Le Uveiti
(a cura di P. Pivetti-Pezzi)
L’uveite è un'infiammazione che coinvolge l’iride, il corpo ciliare e la coroide. Queste
strutture, abbondantemente vascolarizzate e ricche di elementi immunocompetenti, hanno
la capacità di reagire a numerose noxae patogene, endogene ed esogene, realizzando
differenti quadri di uveite: flogosi essudative, plastiche, granulomatose, ecc.

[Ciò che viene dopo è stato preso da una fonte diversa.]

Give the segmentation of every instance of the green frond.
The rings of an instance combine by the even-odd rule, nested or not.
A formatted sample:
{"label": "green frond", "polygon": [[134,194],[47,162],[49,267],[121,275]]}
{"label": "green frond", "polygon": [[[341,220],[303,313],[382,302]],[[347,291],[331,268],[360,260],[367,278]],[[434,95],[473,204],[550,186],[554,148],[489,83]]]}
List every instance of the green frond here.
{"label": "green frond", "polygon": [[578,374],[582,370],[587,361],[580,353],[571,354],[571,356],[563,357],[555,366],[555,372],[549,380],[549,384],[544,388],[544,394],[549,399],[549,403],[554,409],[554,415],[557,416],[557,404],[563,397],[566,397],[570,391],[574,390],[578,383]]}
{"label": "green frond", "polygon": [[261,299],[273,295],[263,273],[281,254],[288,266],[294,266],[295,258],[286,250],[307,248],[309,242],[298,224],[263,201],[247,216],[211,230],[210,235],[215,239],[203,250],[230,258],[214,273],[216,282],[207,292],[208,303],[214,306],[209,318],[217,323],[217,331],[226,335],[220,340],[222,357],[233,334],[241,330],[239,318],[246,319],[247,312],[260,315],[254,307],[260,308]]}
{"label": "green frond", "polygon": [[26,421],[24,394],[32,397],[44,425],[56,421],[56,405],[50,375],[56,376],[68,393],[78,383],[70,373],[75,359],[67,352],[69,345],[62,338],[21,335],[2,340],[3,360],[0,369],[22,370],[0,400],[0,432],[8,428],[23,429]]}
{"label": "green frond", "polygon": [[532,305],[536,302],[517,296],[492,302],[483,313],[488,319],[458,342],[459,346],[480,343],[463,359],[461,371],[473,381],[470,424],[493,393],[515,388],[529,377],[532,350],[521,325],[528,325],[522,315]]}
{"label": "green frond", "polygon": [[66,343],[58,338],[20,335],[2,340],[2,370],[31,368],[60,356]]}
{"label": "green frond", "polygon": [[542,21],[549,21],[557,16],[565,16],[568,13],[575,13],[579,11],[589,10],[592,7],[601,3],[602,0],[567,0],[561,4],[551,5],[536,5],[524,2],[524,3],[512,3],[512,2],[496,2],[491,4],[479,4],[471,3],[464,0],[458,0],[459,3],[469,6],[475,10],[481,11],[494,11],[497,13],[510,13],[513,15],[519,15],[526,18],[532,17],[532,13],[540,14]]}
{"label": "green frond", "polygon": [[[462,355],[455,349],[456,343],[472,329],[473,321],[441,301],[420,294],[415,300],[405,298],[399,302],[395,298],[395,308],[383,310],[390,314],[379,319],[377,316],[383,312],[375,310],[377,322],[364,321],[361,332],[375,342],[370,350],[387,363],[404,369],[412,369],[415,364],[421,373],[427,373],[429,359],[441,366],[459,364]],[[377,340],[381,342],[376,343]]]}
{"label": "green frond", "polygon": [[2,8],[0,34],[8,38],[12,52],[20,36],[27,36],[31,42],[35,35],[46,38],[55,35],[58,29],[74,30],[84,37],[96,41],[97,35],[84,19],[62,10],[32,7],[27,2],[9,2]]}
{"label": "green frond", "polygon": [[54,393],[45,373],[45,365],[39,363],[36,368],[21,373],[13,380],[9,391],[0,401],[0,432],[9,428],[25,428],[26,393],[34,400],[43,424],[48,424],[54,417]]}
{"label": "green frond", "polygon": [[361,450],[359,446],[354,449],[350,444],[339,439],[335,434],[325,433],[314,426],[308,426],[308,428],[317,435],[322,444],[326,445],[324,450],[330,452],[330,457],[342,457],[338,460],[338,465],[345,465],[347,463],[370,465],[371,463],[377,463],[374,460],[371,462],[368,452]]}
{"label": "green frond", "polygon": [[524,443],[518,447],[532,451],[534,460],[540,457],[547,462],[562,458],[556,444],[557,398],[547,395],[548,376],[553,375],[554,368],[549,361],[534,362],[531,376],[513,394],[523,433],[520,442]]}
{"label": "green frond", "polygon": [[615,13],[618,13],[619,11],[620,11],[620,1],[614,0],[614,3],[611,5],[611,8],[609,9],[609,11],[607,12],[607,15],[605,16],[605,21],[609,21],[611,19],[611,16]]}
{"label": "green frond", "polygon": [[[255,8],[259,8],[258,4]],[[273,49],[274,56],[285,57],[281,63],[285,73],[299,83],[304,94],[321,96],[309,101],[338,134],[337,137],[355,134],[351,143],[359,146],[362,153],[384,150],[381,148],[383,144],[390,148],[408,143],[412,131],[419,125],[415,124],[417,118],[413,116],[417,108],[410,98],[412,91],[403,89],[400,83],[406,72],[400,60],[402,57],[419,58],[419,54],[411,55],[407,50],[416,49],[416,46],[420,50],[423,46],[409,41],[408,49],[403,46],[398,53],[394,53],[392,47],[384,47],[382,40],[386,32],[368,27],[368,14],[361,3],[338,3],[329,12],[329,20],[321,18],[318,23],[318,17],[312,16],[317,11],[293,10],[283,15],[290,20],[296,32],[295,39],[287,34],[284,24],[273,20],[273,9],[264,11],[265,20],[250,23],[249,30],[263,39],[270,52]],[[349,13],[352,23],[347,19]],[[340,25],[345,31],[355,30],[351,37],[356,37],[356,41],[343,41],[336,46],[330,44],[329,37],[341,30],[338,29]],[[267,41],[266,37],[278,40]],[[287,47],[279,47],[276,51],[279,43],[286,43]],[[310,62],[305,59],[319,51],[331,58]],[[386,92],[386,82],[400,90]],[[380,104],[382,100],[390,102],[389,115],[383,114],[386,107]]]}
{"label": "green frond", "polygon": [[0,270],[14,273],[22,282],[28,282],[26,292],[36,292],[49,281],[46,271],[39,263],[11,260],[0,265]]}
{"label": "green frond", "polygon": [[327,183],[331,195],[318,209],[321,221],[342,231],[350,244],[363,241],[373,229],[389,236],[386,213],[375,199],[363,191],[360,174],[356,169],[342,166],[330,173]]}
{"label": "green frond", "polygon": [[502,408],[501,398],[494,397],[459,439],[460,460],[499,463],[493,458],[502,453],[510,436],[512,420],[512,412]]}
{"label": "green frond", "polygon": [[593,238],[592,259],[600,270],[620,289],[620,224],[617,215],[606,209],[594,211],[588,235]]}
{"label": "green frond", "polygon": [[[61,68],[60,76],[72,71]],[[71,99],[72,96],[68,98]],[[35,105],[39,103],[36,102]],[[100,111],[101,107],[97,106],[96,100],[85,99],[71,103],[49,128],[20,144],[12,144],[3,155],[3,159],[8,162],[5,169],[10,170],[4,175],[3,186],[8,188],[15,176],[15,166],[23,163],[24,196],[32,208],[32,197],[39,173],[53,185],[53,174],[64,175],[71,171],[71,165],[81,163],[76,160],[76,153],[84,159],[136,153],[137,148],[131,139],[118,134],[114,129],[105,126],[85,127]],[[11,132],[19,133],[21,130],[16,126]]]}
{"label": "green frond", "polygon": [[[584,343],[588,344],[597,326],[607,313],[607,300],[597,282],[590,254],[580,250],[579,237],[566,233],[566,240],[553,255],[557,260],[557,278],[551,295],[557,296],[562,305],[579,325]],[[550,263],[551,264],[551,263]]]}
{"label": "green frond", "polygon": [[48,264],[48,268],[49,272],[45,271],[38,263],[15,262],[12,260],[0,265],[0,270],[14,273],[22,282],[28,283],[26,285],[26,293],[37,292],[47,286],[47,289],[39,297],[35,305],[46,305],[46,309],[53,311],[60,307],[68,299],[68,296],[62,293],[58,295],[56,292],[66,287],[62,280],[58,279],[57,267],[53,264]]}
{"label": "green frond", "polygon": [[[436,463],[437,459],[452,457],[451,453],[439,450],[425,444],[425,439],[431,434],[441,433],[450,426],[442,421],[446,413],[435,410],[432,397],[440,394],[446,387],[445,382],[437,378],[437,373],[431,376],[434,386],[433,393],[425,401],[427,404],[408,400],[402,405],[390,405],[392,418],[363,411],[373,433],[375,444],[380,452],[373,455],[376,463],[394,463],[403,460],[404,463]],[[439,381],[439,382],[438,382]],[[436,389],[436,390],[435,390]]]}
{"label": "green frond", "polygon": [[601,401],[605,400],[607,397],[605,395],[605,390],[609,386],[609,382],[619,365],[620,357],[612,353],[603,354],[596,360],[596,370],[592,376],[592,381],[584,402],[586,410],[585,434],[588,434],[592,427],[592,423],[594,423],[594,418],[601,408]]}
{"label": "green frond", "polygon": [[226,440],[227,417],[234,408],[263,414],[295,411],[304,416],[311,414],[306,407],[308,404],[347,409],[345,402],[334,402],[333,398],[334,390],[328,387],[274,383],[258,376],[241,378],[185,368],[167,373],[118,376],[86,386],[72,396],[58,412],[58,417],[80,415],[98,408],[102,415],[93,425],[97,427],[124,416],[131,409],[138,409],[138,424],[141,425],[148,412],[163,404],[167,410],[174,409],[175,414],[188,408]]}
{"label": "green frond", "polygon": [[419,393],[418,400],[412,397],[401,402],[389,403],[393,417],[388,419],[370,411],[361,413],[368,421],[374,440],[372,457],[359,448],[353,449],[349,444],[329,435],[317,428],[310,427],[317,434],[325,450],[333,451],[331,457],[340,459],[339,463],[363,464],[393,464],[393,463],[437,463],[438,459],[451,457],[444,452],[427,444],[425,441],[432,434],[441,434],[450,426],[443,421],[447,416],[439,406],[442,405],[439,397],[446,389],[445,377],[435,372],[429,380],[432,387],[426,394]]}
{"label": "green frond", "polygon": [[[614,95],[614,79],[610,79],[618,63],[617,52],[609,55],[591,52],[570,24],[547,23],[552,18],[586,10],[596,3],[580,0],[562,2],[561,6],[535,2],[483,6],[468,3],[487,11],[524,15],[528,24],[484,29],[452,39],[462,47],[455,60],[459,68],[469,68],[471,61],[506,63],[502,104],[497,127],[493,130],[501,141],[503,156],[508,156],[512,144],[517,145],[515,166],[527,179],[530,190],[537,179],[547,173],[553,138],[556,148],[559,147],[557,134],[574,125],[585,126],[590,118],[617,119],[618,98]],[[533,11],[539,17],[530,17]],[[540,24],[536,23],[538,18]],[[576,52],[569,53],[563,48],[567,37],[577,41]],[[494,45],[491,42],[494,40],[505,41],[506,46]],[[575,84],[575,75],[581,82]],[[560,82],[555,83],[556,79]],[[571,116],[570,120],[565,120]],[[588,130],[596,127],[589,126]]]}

Le uveiti “pure” in realtà sono rare; quasi sempre infatti il processo infiammatorio interessa
anche altre strutture viciniori come l’endotelio corneale, il vitreo, la sclera, la retina e il
nervo ottico.
Le flogosi uveali sono responsabili di circa il 10-15% dei casi di cecità nei paesi
industrializzati.
La loro incidenza è stata calcolata in 12-15 casi ogni 100.000 abitanti per anno, con una
maggior frequenza tra i 20 ed i 50 anni ed un rapporto di 3:1 tra uveiti anteriori ed uveiti
posteriori.
Si distinguono uveiti esogene ed uveiti endogene. Le prime sono secondarie ad interventi
chirurgici, ferite perforanti od ulcere corneali, per propagazione al tratto uveale di infezioni
esterne virali, batteriche o fungine.
Le forme endogene sono, invece, conseguenti ad un processo patologico endoculare
secondario a diffusione ematogena di agenti infettivi, a malattie sistemiche specifiche,
anche se a volte ad etiologia ancora sconosciuta, o a reazioni immunoallergiche locali.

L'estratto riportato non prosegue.